De regreso al monte Suribachi
Cuando se trata de desvelar el truco, también hay truco. El cine vuelve a las arenas de Iwo Jima, pero como corresponde al modesto revival del cine de guerra de los últimos años, el tono ya no puede ser el patriotero grandilocuente de los años cincuenta, de películas como Sands of Iwo Jima, con John Wayne, ni El sexto héroe, donde Tony Curtis, a cuenta de sus aceitosos bucles, era ya el indio pima, que, junto con otros marines, parece ser que izó la bandera de las barras y estrellas en la cima del monte Suribachi.

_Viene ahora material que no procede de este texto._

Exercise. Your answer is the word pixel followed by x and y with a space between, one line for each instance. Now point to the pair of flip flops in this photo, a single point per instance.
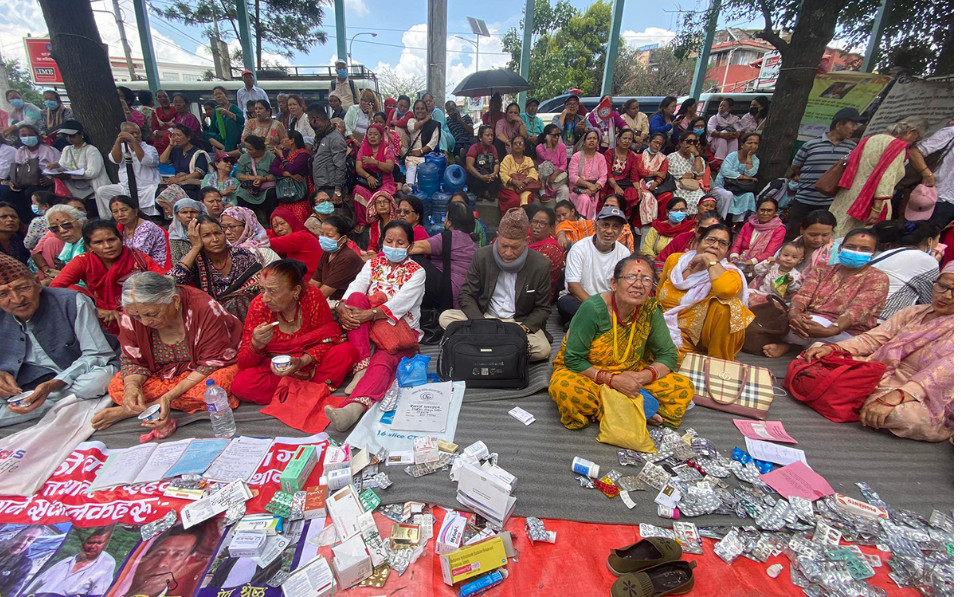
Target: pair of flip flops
pixel 650 568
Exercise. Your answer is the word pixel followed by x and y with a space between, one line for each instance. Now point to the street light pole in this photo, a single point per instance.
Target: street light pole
pixel 350 48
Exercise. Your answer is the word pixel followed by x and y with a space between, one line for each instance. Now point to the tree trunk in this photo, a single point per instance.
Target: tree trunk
pixel 83 62
pixel 799 61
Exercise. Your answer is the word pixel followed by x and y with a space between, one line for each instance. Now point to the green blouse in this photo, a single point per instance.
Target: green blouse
pixel 593 320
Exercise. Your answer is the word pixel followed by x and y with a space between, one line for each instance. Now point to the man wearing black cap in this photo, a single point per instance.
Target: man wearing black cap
pixel 814 159
pixel 591 261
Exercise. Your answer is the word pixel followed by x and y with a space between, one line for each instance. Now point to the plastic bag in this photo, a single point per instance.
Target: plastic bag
pixel 413 371
pixel 623 422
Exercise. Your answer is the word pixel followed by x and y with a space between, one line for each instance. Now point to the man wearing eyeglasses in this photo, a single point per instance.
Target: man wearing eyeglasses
pixel 590 263
pixel 53 345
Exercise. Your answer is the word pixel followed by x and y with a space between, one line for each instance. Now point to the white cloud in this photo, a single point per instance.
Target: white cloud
pixel 650 35
pixel 462 58
pixel 358 7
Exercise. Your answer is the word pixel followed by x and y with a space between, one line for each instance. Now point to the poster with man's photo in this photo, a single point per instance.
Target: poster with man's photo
pixel 24 550
pixel 172 563
pixel 227 572
pixel 86 563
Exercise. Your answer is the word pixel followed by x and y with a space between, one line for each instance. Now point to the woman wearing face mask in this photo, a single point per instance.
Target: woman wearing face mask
pixel 338 265
pixel 761 237
pixel 874 167
pixel 244 230
pixel 664 229
pixel 906 258
pixel 722 129
pixel 381 312
pixel 265 127
pixel 651 171
pixel 23 112
pixel 54 113
pixel 915 397
pixel 737 179
pixel 703 297
pixel 836 302
pixel 26 173
pixel 79 154
pixel 756 117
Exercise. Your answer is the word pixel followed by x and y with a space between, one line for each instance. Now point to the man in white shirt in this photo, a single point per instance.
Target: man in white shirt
pixel 590 263
pixel 129 149
pixel 249 92
pixel 89 572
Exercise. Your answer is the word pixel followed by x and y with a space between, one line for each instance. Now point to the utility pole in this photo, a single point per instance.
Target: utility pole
pixel 437 50
pixel 123 40
pixel 697 83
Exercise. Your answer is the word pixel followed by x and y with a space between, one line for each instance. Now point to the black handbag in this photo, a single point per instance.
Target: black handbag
pixel 485 353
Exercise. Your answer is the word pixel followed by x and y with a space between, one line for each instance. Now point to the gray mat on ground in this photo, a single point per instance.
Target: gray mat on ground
pixel 907 474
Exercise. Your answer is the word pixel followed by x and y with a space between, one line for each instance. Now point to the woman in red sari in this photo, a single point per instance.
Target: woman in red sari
pixel 622 173
pixel 172 338
pixel 374 168
pixel 102 270
pixel 290 318
pixel 289 238
pixel 651 170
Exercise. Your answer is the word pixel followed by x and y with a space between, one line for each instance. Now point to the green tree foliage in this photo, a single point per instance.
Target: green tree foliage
pixel 567 47
pixel 18 78
pixel 284 27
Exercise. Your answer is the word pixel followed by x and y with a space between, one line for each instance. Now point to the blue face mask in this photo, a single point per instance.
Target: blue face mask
pixel 395 255
pixel 853 259
pixel 329 245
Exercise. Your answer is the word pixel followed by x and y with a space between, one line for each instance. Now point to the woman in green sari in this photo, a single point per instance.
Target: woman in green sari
pixel 619 339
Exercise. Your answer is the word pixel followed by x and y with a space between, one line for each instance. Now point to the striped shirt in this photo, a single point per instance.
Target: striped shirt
pixel 814 159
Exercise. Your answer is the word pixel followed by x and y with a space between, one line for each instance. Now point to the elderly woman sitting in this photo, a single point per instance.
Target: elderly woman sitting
pixel 172 338
pixel 837 301
pixel 290 318
pixel 103 268
pixel 704 296
pixel 382 307
pixel 915 398
pixel 225 272
pixel 592 355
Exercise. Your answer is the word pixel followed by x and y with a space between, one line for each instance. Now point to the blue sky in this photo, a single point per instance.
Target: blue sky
pixel 400 27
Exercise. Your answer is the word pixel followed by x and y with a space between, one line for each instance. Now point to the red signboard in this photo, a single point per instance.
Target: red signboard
pixel 43 68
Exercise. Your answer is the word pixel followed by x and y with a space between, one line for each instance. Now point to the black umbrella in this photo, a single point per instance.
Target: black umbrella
pixel 486 82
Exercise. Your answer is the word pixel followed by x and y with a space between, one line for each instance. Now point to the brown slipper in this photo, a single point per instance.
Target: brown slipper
pixel 669 578
pixel 643 554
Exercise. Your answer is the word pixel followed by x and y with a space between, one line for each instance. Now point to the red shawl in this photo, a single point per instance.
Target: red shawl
pixel 861 208
pixel 212 336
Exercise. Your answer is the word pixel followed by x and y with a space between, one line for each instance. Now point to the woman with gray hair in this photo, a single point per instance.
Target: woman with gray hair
pixel 172 339
pixel 874 167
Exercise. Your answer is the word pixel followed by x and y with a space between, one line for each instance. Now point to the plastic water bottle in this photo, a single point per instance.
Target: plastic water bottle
pixel 221 417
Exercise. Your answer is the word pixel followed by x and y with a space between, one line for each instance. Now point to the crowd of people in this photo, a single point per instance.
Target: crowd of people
pixel 248 233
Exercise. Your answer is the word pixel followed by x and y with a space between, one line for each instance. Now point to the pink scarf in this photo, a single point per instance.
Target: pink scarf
pixel 861 208
pixel 764 238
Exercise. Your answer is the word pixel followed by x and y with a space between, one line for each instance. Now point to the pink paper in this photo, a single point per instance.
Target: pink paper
pixel 799 480
pixel 772 431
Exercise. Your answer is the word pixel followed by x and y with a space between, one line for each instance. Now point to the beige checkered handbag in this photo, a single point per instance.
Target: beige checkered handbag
pixel 729 386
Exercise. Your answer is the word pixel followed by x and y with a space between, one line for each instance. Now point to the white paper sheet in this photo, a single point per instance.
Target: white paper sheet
pixel 122 467
pixel 423 408
pixel 164 457
pixel 761 450
pixel 239 460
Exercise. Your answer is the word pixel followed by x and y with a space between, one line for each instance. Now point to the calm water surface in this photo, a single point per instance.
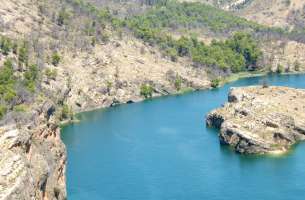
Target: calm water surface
pixel 161 149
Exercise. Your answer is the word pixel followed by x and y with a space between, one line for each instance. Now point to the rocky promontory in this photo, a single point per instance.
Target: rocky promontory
pixel 261 119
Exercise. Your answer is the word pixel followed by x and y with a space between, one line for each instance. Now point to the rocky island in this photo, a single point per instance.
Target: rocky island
pixel 261 119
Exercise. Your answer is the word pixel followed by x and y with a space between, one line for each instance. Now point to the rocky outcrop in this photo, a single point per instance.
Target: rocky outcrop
pixel 32 158
pixel 261 119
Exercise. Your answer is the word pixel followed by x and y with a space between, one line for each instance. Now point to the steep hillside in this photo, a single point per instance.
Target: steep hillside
pixel 59 57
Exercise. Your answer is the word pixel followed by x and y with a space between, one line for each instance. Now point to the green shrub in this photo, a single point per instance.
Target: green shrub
pixel 23 54
pixel 215 83
pixel 178 83
pixel 5 45
pixel 51 73
pixel 146 91
pixel 297 66
pixel 55 59
pixel 3 111
pixel 30 77
pixel 20 108
pixel 66 112
pixel 280 68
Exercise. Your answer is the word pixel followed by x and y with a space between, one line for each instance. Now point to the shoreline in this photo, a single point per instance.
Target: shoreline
pixel 224 81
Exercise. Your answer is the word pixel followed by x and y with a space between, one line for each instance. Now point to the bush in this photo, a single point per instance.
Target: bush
pixel 146 91
pixel 30 77
pixel 23 54
pixel 178 83
pixel 51 73
pixel 55 59
pixel 66 112
pixel 5 45
pixel 280 68
pixel 3 110
pixel 215 83
pixel 297 66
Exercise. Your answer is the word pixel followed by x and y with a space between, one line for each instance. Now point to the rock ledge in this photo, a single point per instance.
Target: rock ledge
pixel 261 119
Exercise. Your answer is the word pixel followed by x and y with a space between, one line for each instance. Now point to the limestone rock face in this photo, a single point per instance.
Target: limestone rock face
pixel 261 119
pixel 32 161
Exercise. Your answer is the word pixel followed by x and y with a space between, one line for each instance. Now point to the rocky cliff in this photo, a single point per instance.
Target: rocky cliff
pixel 32 158
pixel 261 119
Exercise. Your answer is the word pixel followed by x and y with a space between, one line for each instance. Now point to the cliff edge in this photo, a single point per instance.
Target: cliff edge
pixel 261 119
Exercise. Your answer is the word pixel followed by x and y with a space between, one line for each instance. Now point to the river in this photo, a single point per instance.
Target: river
pixel 161 149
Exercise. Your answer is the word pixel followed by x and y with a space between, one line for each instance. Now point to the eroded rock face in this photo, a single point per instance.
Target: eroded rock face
pixel 261 119
pixel 32 160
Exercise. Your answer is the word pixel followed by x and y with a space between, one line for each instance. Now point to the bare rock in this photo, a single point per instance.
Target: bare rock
pixel 261 120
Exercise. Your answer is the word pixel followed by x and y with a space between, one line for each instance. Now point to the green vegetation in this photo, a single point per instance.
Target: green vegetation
pixel 3 110
pixel 23 54
pixel 215 83
pixel 280 68
pixel 146 90
pixel 174 15
pixel 51 73
pixel 66 112
pixel 30 77
pixel 236 54
pixel 55 59
pixel 178 83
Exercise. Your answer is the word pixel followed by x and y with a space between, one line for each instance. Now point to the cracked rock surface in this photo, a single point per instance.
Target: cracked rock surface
pixel 260 119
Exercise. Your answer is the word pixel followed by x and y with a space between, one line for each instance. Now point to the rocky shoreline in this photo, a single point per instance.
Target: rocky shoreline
pixel 259 120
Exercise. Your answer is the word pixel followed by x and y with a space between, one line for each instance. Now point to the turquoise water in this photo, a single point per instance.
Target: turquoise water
pixel 161 149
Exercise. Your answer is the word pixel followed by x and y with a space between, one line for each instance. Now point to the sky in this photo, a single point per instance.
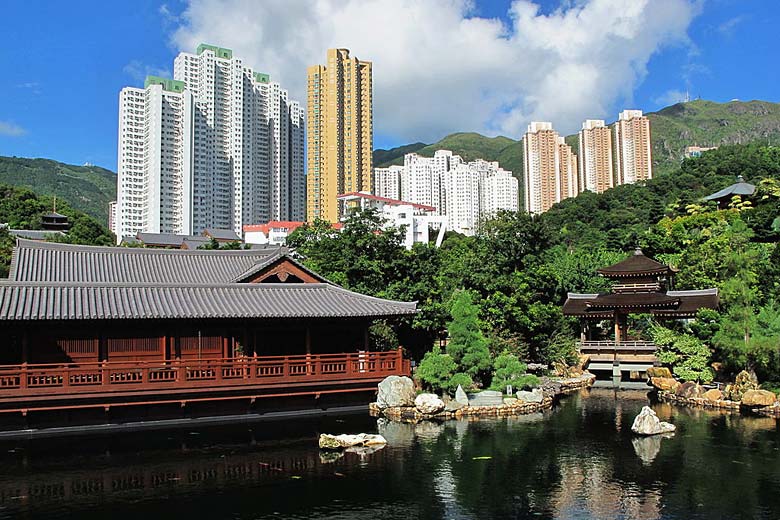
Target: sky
pixel 440 66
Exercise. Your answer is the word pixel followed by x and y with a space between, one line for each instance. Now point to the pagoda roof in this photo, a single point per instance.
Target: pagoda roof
pixel 672 304
pixel 738 188
pixel 636 265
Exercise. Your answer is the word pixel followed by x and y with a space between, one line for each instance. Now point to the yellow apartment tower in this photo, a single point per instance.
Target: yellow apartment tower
pixel 569 185
pixel 596 173
pixel 541 167
pixel 340 132
pixel 633 159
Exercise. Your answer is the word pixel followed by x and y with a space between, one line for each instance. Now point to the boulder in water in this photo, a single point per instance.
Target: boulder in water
pixel 461 397
pixel 758 398
pixel 534 396
pixel 337 442
pixel 429 404
pixel 395 391
pixel 648 423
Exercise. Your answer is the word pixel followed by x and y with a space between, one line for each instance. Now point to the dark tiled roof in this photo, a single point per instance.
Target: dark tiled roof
pixel 85 301
pixel 669 304
pixel 739 188
pixel 636 265
pixel 50 262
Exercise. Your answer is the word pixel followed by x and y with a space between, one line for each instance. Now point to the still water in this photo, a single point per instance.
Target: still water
pixel 577 461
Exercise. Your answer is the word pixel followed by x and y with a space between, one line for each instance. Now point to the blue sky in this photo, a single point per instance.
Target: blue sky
pixel 64 63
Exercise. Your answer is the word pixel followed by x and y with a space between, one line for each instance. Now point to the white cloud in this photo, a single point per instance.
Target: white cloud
pixel 440 69
pixel 10 129
pixel 670 97
pixel 138 71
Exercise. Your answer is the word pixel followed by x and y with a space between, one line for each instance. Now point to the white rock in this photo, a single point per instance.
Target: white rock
pixel 648 423
pixel 395 391
pixel 429 404
pixel 346 441
pixel 534 396
pixel 461 397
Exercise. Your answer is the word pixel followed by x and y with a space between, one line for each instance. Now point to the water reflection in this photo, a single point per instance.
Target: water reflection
pixel 577 461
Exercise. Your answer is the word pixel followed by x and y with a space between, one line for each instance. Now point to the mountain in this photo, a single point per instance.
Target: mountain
pixel 700 122
pixel 86 188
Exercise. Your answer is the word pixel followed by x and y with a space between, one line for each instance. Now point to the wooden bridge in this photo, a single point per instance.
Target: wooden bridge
pixel 618 357
pixel 28 387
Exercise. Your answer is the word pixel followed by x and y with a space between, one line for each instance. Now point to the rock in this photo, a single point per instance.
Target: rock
pixel 337 442
pixel 689 390
pixel 461 397
pixel 534 396
pixel 742 384
pixel 429 404
pixel 666 384
pixel 486 398
pixel 758 398
pixel 659 372
pixel 648 423
pixel 395 391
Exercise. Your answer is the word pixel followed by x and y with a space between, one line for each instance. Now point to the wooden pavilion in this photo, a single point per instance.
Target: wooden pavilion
pixel 100 327
pixel 640 285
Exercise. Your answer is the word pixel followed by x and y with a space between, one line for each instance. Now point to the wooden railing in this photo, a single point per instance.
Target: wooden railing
pixel 624 347
pixel 62 379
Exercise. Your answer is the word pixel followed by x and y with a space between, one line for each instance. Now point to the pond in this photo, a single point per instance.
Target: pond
pixel 576 461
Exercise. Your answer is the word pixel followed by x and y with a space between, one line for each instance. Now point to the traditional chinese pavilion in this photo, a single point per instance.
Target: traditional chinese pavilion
pixel 640 285
pixel 101 327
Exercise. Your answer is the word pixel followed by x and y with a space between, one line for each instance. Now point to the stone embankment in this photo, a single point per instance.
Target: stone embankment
pixel 742 395
pixel 399 403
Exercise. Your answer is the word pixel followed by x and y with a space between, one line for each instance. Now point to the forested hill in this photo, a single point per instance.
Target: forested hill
pixel 85 188
pixel 703 123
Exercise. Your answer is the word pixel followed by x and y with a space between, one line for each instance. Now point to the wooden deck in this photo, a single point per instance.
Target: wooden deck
pixel 25 388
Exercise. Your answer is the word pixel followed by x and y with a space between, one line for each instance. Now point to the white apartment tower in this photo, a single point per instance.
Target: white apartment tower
pixel 541 167
pixel 633 156
pixel 387 182
pixel 595 158
pixel 219 146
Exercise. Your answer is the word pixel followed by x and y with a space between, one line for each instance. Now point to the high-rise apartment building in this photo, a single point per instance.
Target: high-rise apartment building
pixel 568 182
pixel 219 146
pixel 541 167
pixel 340 139
pixel 595 156
pixel 387 182
pixel 466 193
pixel 633 156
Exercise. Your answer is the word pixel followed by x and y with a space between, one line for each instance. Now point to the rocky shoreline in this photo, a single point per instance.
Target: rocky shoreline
pixel 510 406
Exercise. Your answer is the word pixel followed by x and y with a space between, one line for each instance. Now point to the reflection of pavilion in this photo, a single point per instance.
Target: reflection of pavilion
pixel 641 285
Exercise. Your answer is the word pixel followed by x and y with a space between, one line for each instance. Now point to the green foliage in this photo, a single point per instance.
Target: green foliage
pixel 86 189
pixel 688 356
pixel 509 370
pixel 436 370
pixel 467 345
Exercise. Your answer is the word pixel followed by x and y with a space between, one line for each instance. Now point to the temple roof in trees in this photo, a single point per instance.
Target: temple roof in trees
pixel 740 187
pixel 636 265
pixel 671 304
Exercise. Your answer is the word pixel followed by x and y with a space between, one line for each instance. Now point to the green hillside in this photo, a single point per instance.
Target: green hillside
pixel 703 123
pixel 85 188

Ahora, bajo la dirección de ese monstruo que es Clint Eastwood, el tono es, sin duda, también patriotero pero mucho más estilizado; y la grandilocuencia se baña de nostalgia para no agredir al gusto de una era posheroica, pero que sigue anhelando héroes. Al igual que en su día el western crepuscular, la película de la Segunda Guerra no se puede pensar hoy como si no hubiera pasado agua bajo los puentes, como si el cine bélico no hubiera sufrido un primer desastre con la guerra de Vietnam, o, ya para las generaciones futuras, el contemporáneo desastre de Irak no contara para nada. Aun así, el regreso del género iniciado en 1998 con La delgada línea roja, de Terrence Malick, título tomado del inmortal Kipling, innova lo justo para que el espectador se sienta moderno, políticamente correcto, y transite por su catarsis particular de violencia, drama y sentimientos humanos.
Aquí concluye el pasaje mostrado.